Jerry , my Buff Orp. rooster saved the day once again by chasing off a huge hawk that tried to take a hen !!
Big pile of feathers on the ground and I was sure it had taken one , but all are accounted for a fine.
Jerry is strutting his stuff , like " yeah ,me bad , me bad " :thumb:

Let's hear it for Jerry . :clap::clap:


----------



## BlissMeadows (Jan 9, 2013)

go jerry!!!  lol


----------



## OwnedByTheGoats (Mar 7, 2013)

Jerry Jerry, you sweet cherry! You just saved that hen named Sherry!

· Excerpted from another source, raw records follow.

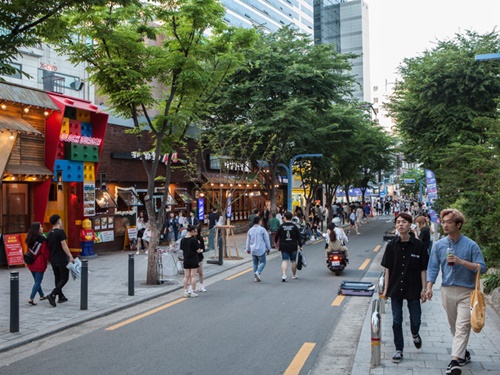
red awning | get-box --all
[47,93,107,114]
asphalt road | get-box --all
[0,219,390,375]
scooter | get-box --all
[326,250,347,276]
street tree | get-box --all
[0,0,132,80]
[389,30,500,264]
[205,27,354,211]
[44,0,255,284]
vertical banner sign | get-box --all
[226,197,231,218]
[197,198,205,223]
[425,169,439,224]
[83,184,95,217]
[3,234,24,266]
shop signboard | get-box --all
[3,234,24,266]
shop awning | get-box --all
[175,189,194,203]
[202,172,260,188]
[116,188,144,207]
[0,82,59,111]
[5,164,53,176]
[0,115,42,135]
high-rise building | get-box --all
[221,0,313,36]
[314,0,371,102]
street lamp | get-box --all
[287,154,323,212]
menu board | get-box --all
[83,184,95,216]
[3,234,24,266]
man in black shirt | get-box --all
[274,212,302,282]
[382,213,429,363]
[208,207,219,250]
[47,215,75,307]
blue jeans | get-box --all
[252,253,266,274]
[391,298,422,352]
[30,271,44,299]
[208,227,217,250]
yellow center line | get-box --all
[224,268,253,281]
[283,342,316,375]
[106,298,187,331]
[359,258,370,270]
[332,294,345,306]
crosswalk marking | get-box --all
[332,295,345,306]
[283,342,316,375]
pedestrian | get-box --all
[47,214,75,307]
[194,226,207,293]
[356,204,365,228]
[163,211,179,244]
[177,210,187,232]
[269,212,281,249]
[180,225,203,297]
[26,222,50,305]
[275,211,302,282]
[186,211,200,227]
[382,213,429,363]
[427,208,486,375]
[415,216,431,253]
[208,207,219,251]
[245,216,271,282]
[325,221,349,263]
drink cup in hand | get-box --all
[446,247,455,267]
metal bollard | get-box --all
[128,254,134,296]
[370,299,382,366]
[80,260,89,310]
[10,271,19,333]
[378,272,385,314]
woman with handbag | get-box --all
[26,222,50,306]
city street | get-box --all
[0,217,391,375]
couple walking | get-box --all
[245,212,302,282]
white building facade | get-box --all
[314,0,371,103]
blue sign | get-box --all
[198,198,205,223]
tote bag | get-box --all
[470,265,486,333]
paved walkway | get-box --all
[351,248,500,375]
[0,233,256,352]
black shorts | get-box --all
[184,257,200,270]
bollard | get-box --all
[370,300,382,366]
[10,271,19,333]
[128,254,134,296]
[80,260,89,310]
[378,272,385,314]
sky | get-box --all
[365,0,500,86]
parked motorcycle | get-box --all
[326,250,347,276]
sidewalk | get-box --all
[0,233,254,352]
[351,252,500,375]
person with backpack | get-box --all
[26,222,50,306]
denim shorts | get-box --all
[281,251,297,262]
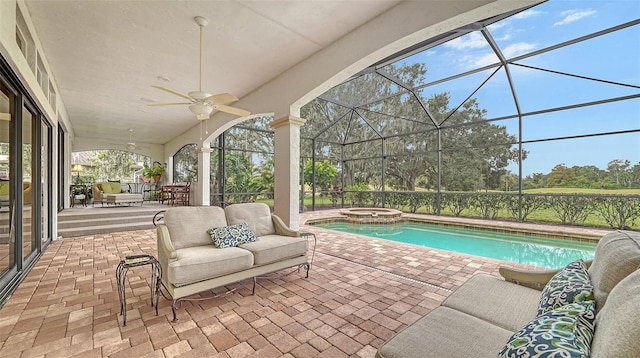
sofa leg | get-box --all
[304,263,311,278]
[171,299,181,322]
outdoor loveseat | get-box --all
[157,203,310,321]
[376,231,640,358]
[91,182,143,206]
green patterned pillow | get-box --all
[537,260,594,316]
[498,301,596,358]
[207,223,256,249]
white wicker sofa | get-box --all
[376,231,640,358]
[157,203,310,321]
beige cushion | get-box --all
[164,206,227,250]
[167,245,253,286]
[224,203,276,237]
[238,235,309,266]
[376,307,513,358]
[589,230,640,310]
[100,182,122,194]
[591,270,640,358]
[442,273,541,332]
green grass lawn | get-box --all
[236,188,640,230]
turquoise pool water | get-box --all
[316,223,596,268]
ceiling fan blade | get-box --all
[205,93,238,104]
[213,104,251,117]
[151,86,193,102]
[147,102,192,107]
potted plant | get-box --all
[142,164,164,182]
[73,186,85,200]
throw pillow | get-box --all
[537,260,594,316]
[207,223,256,249]
[498,301,596,358]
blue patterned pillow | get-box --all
[498,301,596,358]
[537,260,594,316]
[207,223,256,249]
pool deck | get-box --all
[0,210,610,358]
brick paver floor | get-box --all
[0,212,608,358]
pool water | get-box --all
[316,223,596,268]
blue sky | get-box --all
[404,0,640,176]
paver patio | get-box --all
[0,211,608,358]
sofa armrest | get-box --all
[498,267,560,291]
[271,214,300,237]
[498,260,593,291]
[157,224,178,260]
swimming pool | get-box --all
[315,222,596,268]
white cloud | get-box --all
[553,10,596,26]
[469,42,536,68]
[502,42,536,58]
[444,32,488,50]
[473,52,500,68]
[513,9,544,19]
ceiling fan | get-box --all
[149,16,251,120]
[112,128,144,150]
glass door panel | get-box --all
[0,83,16,276]
[40,121,51,246]
[22,107,38,258]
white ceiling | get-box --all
[27,0,400,148]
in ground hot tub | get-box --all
[340,208,402,224]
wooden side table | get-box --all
[116,255,162,326]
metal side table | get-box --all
[116,255,162,326]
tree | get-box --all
[607,159,631,185]
[304,159,338,190]
[173,144,198,182]
[302,64,527,190]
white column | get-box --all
[196,147,213,206]
[271,116,306,230]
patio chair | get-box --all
[142,181,162,202]
[172,182,191,206]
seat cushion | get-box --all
[164,206,227,249]
[239,235,309,266]
[376,306,513,358]
[167,245,253,286]
[224,203,276,237]
[591,270,640,358]
[589,230,640,310]
[442,273,541,330]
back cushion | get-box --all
[591,270,640,358]
[164,206,227,250]
[0,181,9,195]
[102,182,122,194]
[224,203,276,236]
[589,230,640,311]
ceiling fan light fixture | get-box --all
[189,103,213,121]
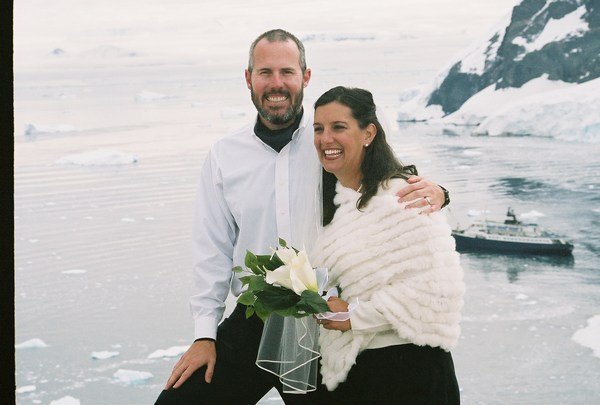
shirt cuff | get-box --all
[194,316,219,339]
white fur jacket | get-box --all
[311,179,464,390]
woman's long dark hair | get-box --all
[315,86,417,225]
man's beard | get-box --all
[250,88,304,125]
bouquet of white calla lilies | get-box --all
[233,239,329,321]
[265,248,319,295]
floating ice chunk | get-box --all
[92,350,119,360]
[55,149,138,166]
[25,124,75,136]
[82,45,137,58]
[467,210,490,217]
[148,346,189,359]
[15,385,37,394]
[571,315,600,357]
[519,210,546,219]
[15,338,48,350]
[221,108,246,119]
[135,91,169,103]
[50,395,81,405]
[463,149,483,156]
[61,269,87,274]
[113,368,154,385]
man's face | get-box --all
[246,39,310,129]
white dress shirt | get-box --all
[190,110,321,339]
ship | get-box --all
[452,207,573,256]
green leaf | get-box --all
[274,305,298,317]
[248,276,270,291]
[237,291,256,305]
[256,255,283,274]
[299,290,329,314]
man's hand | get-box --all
[317,297,352,332]
[165,340,217,390]
[396,176,445,214]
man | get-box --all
[157,30,446,405]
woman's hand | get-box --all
[317,297,352,332]
[396,176,446,214]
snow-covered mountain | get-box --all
[398,0,600,140]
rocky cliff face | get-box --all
[426,0,600,115]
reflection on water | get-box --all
[461,252,575,283]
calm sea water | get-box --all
[15,121,600,404]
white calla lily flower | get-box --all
[265,266,294,290]
[265,248,318,295]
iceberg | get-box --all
[148,346,189,359]
[113,369,154,385]
[55,149,138,166]
[91,350,119,360]
[135,91,169,103]
[571,315,600,357]
[25,124,75,136]
[50,395,81,405]
[15,385,37,394]
[15,338,48,350]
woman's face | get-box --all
[314,101,376,188]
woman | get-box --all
[311,87,464,404]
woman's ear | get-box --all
[365,123,377,144]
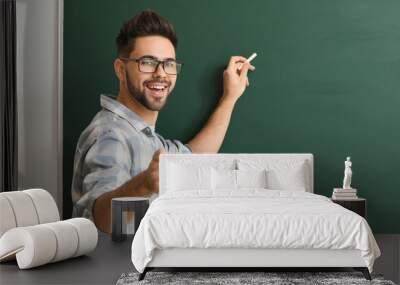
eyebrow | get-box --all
[140,55,176,60]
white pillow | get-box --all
[212,168,236,190]
[236,169,267,188]
[167,163,211,191]
[238,159,311,191]
[267,163,308,192]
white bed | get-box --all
[132,154,380,278]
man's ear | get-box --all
[114,58,125,82]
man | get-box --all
[72,11,255,232]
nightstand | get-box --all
[331,198,367,219]
[111,197,149,241]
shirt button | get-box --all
[143,127,151,136]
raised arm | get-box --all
[188,56,255,153]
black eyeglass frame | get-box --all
[118,56,183,75]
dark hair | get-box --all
[116,10,178,57]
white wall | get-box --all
[16,0,63,214]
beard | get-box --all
[125,70,170,111]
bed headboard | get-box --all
[160,153,314,194]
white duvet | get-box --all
[132,189,380,272]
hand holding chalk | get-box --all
[238,53,257,70]
[224,54,256,101]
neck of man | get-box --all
[117,90,158,126]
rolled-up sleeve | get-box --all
[164,140,192,153]
[73,130,133,219]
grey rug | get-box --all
[117,271,395,285]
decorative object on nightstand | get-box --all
[332,198,367,219]
[111,197,149,241]
[332,156,358,200]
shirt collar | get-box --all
[100,95,155,136]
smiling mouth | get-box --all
[145,83,168,97]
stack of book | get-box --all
[332,188,358,200]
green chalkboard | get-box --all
[64,0,400,233]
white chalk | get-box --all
[238,53,257,70]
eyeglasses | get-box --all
[119,56,182,75]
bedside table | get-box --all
[331,198,367,219]
[111,197,150,241]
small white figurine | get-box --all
[343,156,353,189]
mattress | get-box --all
[132,188,380,272]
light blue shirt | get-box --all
[71,95,191,220]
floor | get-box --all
[374,234,400,284]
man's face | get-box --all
[125,36,176,111]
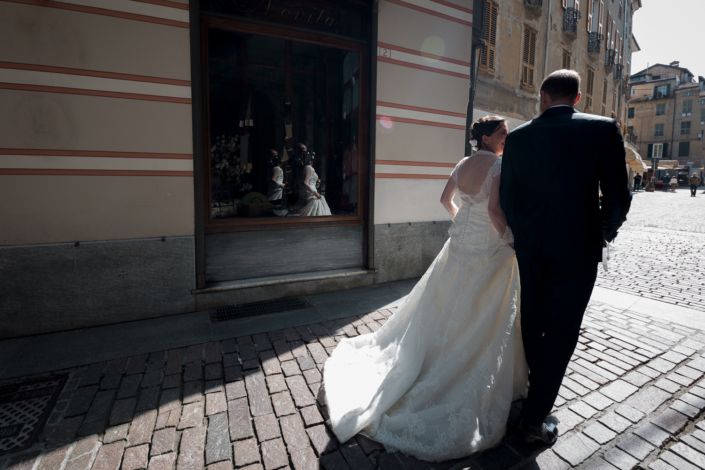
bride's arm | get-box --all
[488,175,508,237]
[441,175,458,219]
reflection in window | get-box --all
[208,29,360,219]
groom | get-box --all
[500,70,631,445]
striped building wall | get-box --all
[0,0,194,245]
[375,0,472,224]
[0,0,195,337]
[374,0,472,282]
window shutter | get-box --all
[480,0,498,73]
[587,0,595,33]
[597,0,605,37]
[521,25,536,86]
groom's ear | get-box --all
[573,92,583,106]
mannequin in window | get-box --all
[299,144,331,216]
[267,149,285,204]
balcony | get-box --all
[588,32,600,54]
[605,49,617,72]
[563,8,580,33]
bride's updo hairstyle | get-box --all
[470,115,506,150]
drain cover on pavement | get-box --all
[211,297,311,322]
[0,375,66,455]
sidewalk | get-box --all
[0,190,705,470]
[0,282,705,470]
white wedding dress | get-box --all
[300,165,331,216]
[323,153,527,461]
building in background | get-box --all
[0,0,473,337]
[474,0,644,180]
[627,61,705,185]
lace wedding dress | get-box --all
[323,157,527,461]
[300,165,331,216]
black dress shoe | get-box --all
[519,419,558,446]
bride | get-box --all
[323,116,527,461]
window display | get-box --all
[206,28,362,223]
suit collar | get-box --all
[539,105,577,118]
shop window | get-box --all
[207,28,365,224]
[681,121,690,135]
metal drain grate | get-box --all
[211,297,311,321]
[0,375,66,455]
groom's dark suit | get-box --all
[500,106,631,424]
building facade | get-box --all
[627,62,705,181]
[0,0,473,337]
[473,0,645,182]
[474,0,641,122]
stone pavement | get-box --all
[0,186,705,470]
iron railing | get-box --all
[588,32,600,53]
[563,8,580,33]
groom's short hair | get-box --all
[541,69,580,99]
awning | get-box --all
[624,142,646,174]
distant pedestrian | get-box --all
[634,173,641,191]
[688,173,700,197]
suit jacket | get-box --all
[500,106,631,262]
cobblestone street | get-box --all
[596,189,705,312]
[0,189,705,470]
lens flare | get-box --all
[421,36,446,60]
[379,116,394,130]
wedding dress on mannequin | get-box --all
[323,150,527,461]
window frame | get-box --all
[200,15,374,234]
[654,122,665,137]
[479,0,499,75]
[680,121,692,135]
[678,140,690,157]
[520,24,538,89]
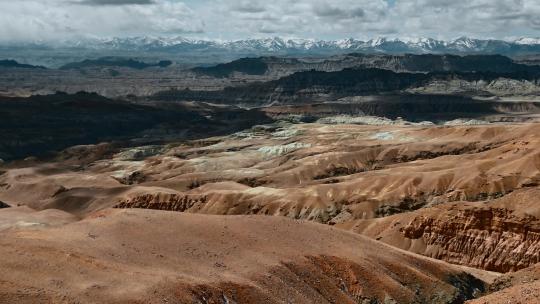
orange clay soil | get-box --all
[0,210,493,303]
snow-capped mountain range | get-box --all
[32,37,540,54]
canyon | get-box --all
[0,54,540,303]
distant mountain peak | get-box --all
[4,36,540,55]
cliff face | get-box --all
[401,208,540,272]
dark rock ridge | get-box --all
[192,58,268,78]
[153,69,540,106]
[60,57,172,70]
[265,94,540,122]
[402,208,540,272]
[0,60,45,70]
[0,92,270,160]
[193,53,540,78]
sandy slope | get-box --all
[0,210,490,303]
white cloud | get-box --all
[0,0,540,40]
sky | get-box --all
[0,0,540,42]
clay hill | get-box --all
[0,120,540,303]
[0,210,490,303]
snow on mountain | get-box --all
[6,37,540,54]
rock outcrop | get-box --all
[402,208,540,272]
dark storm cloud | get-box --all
[76,0,155,5]
[0,0,540,41]
[313,4,366,19]
[232,1,266,14]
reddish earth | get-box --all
[0,210,490,303]
[0,123,540,303]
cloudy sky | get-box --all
[0,0,540,41]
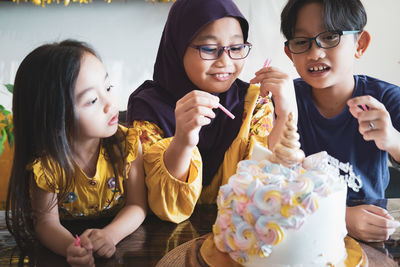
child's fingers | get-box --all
[80,234,93,250]
[177,90,219,108]
[96,243,116,258]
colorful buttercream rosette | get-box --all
[213,152,360,264]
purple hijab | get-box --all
[127,0,249,186]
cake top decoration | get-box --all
[270,113,305,168]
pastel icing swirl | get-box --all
[213,155,339,264]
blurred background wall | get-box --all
[0,0,400,110]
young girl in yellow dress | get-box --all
[128,0,297,223]
[6,40,146,266]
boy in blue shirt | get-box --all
[251,0,400,241]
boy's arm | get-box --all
[347,95,400,162]
[346,205,400,242]
[32,183,93,266]
[389,154,400,170]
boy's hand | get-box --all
[346,205,400,242]
[175,90,219,147]
[66,236,95,267]
[82,229,116,258]
[347,95,400,161]
[250,67,297,121]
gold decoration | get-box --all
[271,113,305,168]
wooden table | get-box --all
[0,202,400,267]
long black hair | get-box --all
[281,0,367,40]
[6,40,126,265]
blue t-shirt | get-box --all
[294,75,400,200]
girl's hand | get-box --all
[174,90,219,147]
[66,235,95,267]
[347,95,400,159]
[346,205,400,242]
[250,67,297,122]
[82,229,116,258]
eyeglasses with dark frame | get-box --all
[285,30,361,54]
[190,43,252,60]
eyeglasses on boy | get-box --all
[285,30,360,54]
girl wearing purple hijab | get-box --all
[128,0,293,223]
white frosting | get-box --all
[213,146,347,267]
[243,190,347,267]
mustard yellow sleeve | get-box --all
[119,125,140,178]
[133,121,202,223]
[27,160,60,193]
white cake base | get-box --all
[244,189,347,267]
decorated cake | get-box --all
[213,113,361,267]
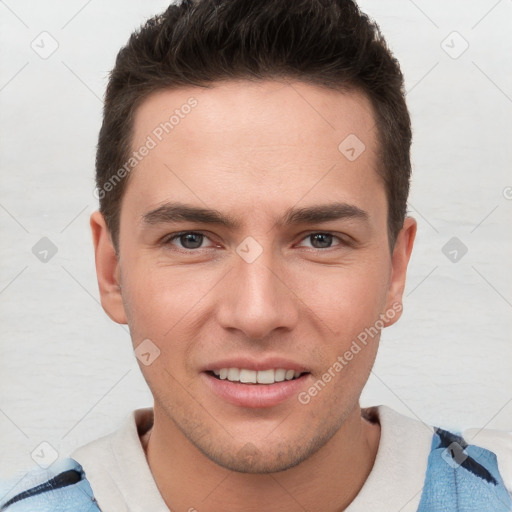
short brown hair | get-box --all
[96,0,412,250]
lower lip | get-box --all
[202,373,309,408]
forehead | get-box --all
[126,81,383,221]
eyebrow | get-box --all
[142,202,369,230]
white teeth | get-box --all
[228,368,240,382]
[240,369,257,384]
[274,368,286,382]
[213,368,301,384]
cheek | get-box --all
[301,265,387,340]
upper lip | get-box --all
[201,357,309,373]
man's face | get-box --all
[94,81,413,472]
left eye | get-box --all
[302,233,340,249]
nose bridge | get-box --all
[219,243,298,339]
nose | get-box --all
[217,250,300,340]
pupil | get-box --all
[311,233,332,249]
[180,233,203,249]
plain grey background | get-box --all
[0,0,512,476]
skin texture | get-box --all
[91,81,416,512]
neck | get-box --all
[142,406,380,512]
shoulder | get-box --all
[0,458,100,512]
[418,428,512,512]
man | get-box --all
[1,0,512,512]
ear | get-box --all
[91,211,127,324]
[383,217,417,327]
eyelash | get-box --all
[161,231,353,254]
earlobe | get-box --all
[384,217,417,327]
[90,211,127,324]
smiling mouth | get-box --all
[207,368,307,384]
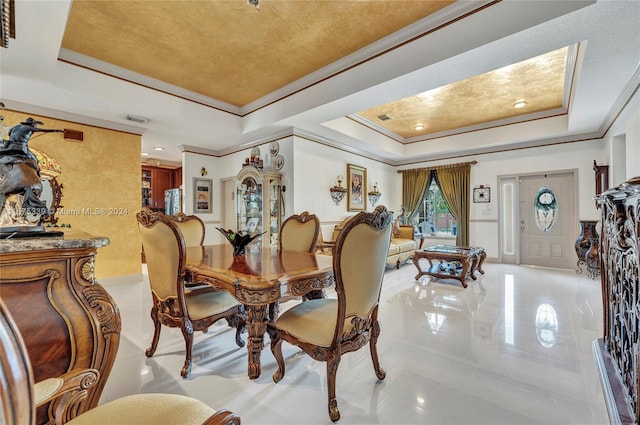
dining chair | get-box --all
[168,213,211,290]
[169,213,205,247]
[278,211,320,252]
[267,205,393,422]
[0,300,240,425]
[137,208,246,378]
[278,211,324,310]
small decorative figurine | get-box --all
[0,109,64,235]
[216,227,266,256]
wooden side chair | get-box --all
[137,208,246,378]
[169,213,204,247]
[0,300,240,425]
[278,211,320,252]
[268,205,393,422]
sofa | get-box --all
[318,217,423,269]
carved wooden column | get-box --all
[593,177,640,424]
[0,232,120,424]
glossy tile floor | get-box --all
[101,264,608,425]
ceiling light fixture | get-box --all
[124,115,149,124]
[513,100,527,109]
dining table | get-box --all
[185,244,335,379]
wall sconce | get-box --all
[329,175,347,205]
[367,182,382,207]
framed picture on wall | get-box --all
[347,164,367,211]
[193,177,213,214]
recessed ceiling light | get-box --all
[513,100,527,109]
[124,115,149,124]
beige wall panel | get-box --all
[2,110,142,278]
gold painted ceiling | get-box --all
[62,0,572,142]
[358,48,568,139]
[62,0,454,106]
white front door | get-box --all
[519,172,578,269]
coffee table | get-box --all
[413,245,487,288]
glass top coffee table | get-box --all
[413,245,487,288]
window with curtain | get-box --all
[416,179,458,236]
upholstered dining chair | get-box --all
[169,213,204,247]
[268,205,393,422]
[278,211,320,252]
[0,300,240,425]
[137,208,246,378]
[168,213,211,290]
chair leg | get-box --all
[269,330,284,383]
[144,307,162,357]
[327,350,340,422]
[369,320,387,380]
[180,319,193,378]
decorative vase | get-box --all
[575,220,600,273]
[216,227,266,257]
[576,220,598,261]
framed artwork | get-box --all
[347,164,367,211]
[473,185,491,203]
[193,177,213,213]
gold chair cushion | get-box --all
[33,378,64,407]
[391,219,402,239]
[185,288,240,320]
[67,394,215,425]
[280,220,316,252]
[275,298,352,347]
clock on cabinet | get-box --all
[473,185,491,203]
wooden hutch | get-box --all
[593,177,640,424]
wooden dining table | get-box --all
[185,244,335,379]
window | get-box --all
[416,179,458,236]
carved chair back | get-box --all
[169,213,205,247]
[333,206,393,338]
[279,211,320,252]
[138,208,186,300]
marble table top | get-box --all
[0,227,109,254]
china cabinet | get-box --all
[142,165,182,212]
[235,165,282,247]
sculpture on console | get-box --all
[0,103,64,235]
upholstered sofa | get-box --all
[318,217,423,269]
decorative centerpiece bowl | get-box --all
[216,227,266,256]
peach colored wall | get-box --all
[2,110,142,278]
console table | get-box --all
[593,177,640,424]
[0,229,120,424]
[413,245,487,288]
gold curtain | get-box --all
[436,164,471,246]
[402,168,431,218]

Come on Jerry we love you, bock bock bock bock.....

*BOCK!*


----------



## ksalvagno (Oct 6, 2009)

That is great that he is doing such a great job! :thumbup:


----------



## ThreeHavens (Oct 20, 2011)

Great job, Jerry! :thumb:


----------



## Trickyroo (Sep 26, 2012)

Thanks . He really has stepped up to the plate !
We had some serious close calls today , two to be exact , darn bird was relentless !! But Jerry showed him who was boss 
He is off my roaster list for good now , lol
I threatened him once that I was going to roast his butt


----------



## JaLyn (Oct 10, 2012)

Wooohooo Go Jerry Go...kick some bird butt lol..


----------



## .:Linz:. (Aug 25, 2011)

Three cheers for Jerry! 

We've had lots of hawks circling, but our 3 roos keep a good lookout.


----------



## Trickyroo (Sep 26, 2012)

I have never been so proud of that 
feathered butt head


----------



## animalfamily (Nov 23, 2012)

Jerry's #1 :hi5::clap::fireworks::leap::wahoo::stars:!!!!!!!!!!!!!

A little to over the top????


----------



## ThreeHavens (Oct 20, 2011)

Maybe we should keep some Roos in with our baby goats ... hmmm


----------



## animalfamily (Nov 23, 2012)

I highly recommend it. One would be sufficient though. We found that out the hard way , unless of course you plan on having a large group of hens! 
Our rooster "Mr. Rooster" is so polite indeed, until it comes to protecting his hens, the baby goats, [and the cat for that matter]!!


----------



## ThreeHavens (Oct 20, 2011)

Really? What breed would you recommend?


----------



## animalfamily (Nov 23, 2012)

Again, I am with my chickens just like my goats. I don't know a lot about which breed is better than another. Mr. Rooster is a Dominicker, and he is awesome. If you want to see a pic of him, click on the link below to my website and look at "AnimalFamily" profile. We also have Rhode Island Red, Black Sexlink, and white [I think Leghorn or Cornish??]. They are all fantastic chickens.

Edit: I'll just post a link directly to his page: http://www.mypetsonparade.com/pet/13/mister-rooster
If you click on each picture it will enlarge the image and you can see him better!


----------



## mjs500doo (Nov 24, 2012)

ThreeHavens said:


> Really? What breed would you recommend?


RIR makes a great breed for this. Usually more tame, easier to work with. Delicious meat. The males do have a tendency to be more aggressive to things they don't know about (especially hubcaps *faceplam*).


----------